Occam's Razor is Only as Sharp as Your ELBO
For Bayesian practitioners using variational inference for model selection, the paper highlights that reduced-rank assumptions can lead to overfitting, cautioning against naive use of ELBO for model selection.
The paper shows that ELBO-based hyperparameter learning in over-parameterized regression can overfit depending on the rank of the approximate posterior covariance, and that the marginal likelihood sometimes prefers the overfit version while the ELBO does not.

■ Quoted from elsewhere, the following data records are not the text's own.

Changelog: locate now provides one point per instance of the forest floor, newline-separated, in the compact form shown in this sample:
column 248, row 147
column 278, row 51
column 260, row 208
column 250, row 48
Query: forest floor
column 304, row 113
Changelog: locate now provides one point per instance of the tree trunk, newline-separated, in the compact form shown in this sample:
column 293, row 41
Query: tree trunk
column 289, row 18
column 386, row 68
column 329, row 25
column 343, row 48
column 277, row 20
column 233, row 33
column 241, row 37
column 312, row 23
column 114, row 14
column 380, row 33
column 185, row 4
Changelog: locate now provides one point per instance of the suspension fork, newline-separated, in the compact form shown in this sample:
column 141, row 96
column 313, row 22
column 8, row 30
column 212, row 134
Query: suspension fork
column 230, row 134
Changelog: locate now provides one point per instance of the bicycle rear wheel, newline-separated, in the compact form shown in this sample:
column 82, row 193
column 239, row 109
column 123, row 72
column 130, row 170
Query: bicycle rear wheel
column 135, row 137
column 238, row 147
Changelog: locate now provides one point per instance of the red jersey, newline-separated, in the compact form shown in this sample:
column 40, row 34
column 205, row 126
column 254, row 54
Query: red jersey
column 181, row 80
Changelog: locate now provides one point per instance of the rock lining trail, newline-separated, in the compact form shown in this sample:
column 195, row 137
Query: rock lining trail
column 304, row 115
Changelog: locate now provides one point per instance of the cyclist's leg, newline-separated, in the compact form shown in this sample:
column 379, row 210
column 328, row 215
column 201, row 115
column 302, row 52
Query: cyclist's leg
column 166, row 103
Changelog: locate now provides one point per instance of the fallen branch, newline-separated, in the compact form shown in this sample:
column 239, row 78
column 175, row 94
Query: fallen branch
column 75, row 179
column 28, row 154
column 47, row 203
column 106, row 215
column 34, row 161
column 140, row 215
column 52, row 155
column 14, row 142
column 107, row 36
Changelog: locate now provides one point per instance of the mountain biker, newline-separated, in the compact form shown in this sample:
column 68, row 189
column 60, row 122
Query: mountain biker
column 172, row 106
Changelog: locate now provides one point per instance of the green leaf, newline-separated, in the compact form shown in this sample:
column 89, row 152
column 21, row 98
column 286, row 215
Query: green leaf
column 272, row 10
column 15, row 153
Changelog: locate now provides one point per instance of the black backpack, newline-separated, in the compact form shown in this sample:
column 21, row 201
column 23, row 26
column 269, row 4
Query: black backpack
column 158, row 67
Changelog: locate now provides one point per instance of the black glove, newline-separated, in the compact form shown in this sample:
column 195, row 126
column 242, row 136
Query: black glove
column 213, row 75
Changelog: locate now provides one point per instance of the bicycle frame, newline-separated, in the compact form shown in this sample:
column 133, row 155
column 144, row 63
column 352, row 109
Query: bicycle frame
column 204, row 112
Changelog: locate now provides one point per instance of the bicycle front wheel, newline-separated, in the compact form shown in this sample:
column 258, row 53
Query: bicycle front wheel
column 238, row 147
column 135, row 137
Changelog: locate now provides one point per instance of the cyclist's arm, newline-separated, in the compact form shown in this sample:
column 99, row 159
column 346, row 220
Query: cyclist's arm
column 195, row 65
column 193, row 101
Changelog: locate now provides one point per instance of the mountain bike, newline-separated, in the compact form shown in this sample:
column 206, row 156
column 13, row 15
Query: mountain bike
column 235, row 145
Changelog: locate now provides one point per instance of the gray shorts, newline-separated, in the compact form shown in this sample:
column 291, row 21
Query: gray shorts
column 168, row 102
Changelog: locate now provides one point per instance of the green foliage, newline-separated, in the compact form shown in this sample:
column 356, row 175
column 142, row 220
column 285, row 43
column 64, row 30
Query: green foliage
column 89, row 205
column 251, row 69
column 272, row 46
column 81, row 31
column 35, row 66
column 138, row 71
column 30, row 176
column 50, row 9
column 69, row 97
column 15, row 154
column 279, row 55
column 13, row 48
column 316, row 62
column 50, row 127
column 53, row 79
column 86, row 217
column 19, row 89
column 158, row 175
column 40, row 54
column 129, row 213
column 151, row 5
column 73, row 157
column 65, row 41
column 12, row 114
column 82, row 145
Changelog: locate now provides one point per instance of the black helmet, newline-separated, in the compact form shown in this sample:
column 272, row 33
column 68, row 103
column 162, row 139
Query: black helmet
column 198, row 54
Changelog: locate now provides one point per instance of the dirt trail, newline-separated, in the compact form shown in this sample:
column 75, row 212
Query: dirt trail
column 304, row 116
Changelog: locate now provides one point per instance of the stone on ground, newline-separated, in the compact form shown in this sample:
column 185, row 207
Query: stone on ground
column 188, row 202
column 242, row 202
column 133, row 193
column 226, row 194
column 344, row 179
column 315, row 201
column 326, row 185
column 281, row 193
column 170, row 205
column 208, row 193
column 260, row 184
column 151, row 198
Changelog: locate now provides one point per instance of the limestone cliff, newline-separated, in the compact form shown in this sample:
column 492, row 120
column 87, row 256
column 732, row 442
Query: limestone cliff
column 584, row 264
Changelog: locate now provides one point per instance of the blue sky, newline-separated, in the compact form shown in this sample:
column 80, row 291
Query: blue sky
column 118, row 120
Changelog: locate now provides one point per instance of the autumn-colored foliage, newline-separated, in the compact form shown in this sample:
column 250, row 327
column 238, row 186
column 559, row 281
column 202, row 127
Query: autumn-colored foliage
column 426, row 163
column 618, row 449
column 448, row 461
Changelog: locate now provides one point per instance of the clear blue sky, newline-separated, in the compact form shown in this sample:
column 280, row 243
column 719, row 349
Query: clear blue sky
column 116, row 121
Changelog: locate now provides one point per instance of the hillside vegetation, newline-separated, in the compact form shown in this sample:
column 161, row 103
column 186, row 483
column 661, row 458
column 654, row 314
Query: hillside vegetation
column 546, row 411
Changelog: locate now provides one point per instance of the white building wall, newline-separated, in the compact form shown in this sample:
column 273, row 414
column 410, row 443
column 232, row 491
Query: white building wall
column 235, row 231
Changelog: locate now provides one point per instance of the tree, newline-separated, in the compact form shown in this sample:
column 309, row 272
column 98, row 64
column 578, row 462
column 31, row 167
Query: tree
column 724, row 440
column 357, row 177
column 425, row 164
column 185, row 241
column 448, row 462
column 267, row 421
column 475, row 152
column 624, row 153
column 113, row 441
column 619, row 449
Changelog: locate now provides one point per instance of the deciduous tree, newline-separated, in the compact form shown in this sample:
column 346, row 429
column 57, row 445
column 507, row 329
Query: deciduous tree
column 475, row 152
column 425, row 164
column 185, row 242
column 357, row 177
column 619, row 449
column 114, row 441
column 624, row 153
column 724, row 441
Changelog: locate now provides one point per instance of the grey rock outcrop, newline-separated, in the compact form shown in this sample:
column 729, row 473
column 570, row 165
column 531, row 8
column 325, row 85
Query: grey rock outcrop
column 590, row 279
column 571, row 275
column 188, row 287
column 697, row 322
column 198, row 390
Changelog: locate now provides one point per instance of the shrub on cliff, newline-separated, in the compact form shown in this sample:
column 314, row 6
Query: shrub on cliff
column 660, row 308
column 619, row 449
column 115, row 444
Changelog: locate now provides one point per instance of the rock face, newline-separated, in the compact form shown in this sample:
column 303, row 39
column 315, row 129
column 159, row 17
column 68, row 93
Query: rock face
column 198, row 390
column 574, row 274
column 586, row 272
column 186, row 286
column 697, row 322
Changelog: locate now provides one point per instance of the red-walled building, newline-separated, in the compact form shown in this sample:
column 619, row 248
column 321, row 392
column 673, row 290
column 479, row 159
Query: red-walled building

The marginal likelihood, also known as the evidence, is regarded as a mathematical embodiment of Occam's razor, enabling model selection that avoids overfitting. The evidence lower bound (ELBO) objective from variational inference has also been used for similar purposes. Prior work has shown that restricting the approximate posterior family via a mean-field approximation can lead the ELBO to underfit. In this paper, we show how ELBO-based hyperparameter learning in a simple over-parameterized regression model can also produce overfitting, depending on the assumed rank of the covariance matrix in a Gaussian approximate posterior. Surprisingly, among only the underfit and overfit options, Bayesian model selection via the evidence itself sometimes prefers the overfit version, while the ELBO does not. Bayesian practitioners hoping to scale to large models should be cautious about how reduced-rank assumptions needed for tractability may impact the potential for model selection.